We returned to the lowlands after a few days, flying to Sandakan and then journeying on to the Kinabatangan River, home to monkeys, elephants and crocodiles. There had been reports of a herd of rare Bornean pygmy elephants, of which there are only about 200 left in the area, moving upriver. On our first day, we got lucky: a group of five emerged from the forest, bathing and roughhousing in the water.

The next day, 27 elephants emerged, chomping down on elephant grass at the water’s edge. As we sped down the river, leaf monkeys, hornbills, serpent eagles and troupes of proboscis monkeys lounged in trees by the riverside, their long noses visible from the boat. In late afternoon, thunderstorms pounded the water and relieved the afternoon heat. Dusk emerged into crisp skies, and the river canopy lit up in deep, spotlighted green. Our first night walk revealed a variety of insects; on our second, a Western tarsier — an ancient, miniature primate about the size of a clenched fist — fled our headlamps, hopping between tree trunks near the forest floor.

On our way into Danum Valley, our final stop, we shared a van with two Spaniards, Carla and Alex. It was a fortuitous meeting: Like me, Carla was a fair-weather birder accompanying an avian fanatic. When heat and humidity outweighed our dedication for spotting wildlife, Carla and I retreated to reading on the lodge deck while Alex and Jessie pushed on.

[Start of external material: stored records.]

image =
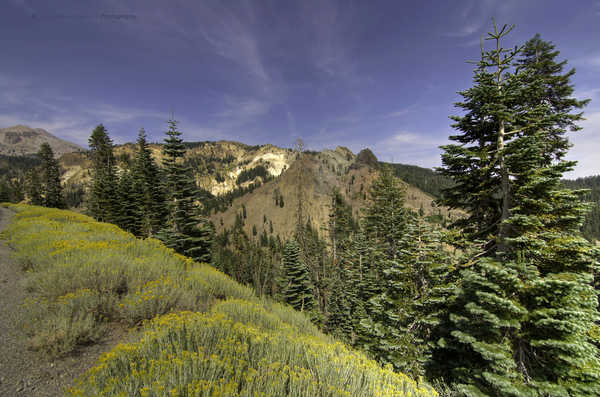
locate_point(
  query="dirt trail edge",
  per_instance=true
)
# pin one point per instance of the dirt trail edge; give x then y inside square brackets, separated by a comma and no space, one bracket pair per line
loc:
[24,372]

This went on for days, with Alex and Jessie spotting a wide range of birds while Carla and I tagged along intermittently. Dinner on the field station patio — a comfy assortment of lounge chairs and tables — quickly became an exercise in comparing notes with other guests. Two Texans, Amy and Jay Packer, joined the four of us at dinner each night to discuss the day’s sightings. Over the next few days, birding around the lodge became a team effort among Amy, Jay, Jessie, and Alex. When a helmeted hornbill was spotted in the fig tree near the lodge, birders fetched deck loungers with the enthusiasm of kindergartners who had glimpsed an ice cream truck.

On the other hand, non-sightings drew despair. Bird watchers and animal seekers tend to have a few dream species; for Alex, that meant orangutans and Borneo’s endemic pittas — small, elegant, colorful birds that scavenge for insects and leeches on the forest floor. The pittas proved elusive, and Alex grew dark at times. “I hate the pitta,” he muttered at dinner one night, with the air of a spurned lover. At one point, he compared Danum’s birding to the Vietnam War: In the hot, dark jungle, he could hear the birds everywhere — but though they could see him, he couldn’t see them. When the Texans lent me an extra pair of binoculars, Jay told me that after he and Amy were married, the gift of binoculars had converted her to bird watching. Alex told me to exercise caution. “Birding is a vice,” he warned. I held the lenses with trepidation.

With binoculars in hand, I joined Alex and Jessie more often, and our persistence in searching for an orangutan eventually paid off. At the end of a long day, a ways up the access road, we glimpsed a figure clambering up the trunk of a tree in the distance, scratching its belly. When it reached the top of the canopy, a loud cacophony of crashing limbs commenced as it constructed a nest for the night. Eventually, the crashing stopped. It lay down, carefree, and scratched its arms. Alex danced a jig of happiness, and we watched until the light grew dim.

 

Mr. Will Ford is a writer based in Beijing. A version of this article first appeared in The Washington Post.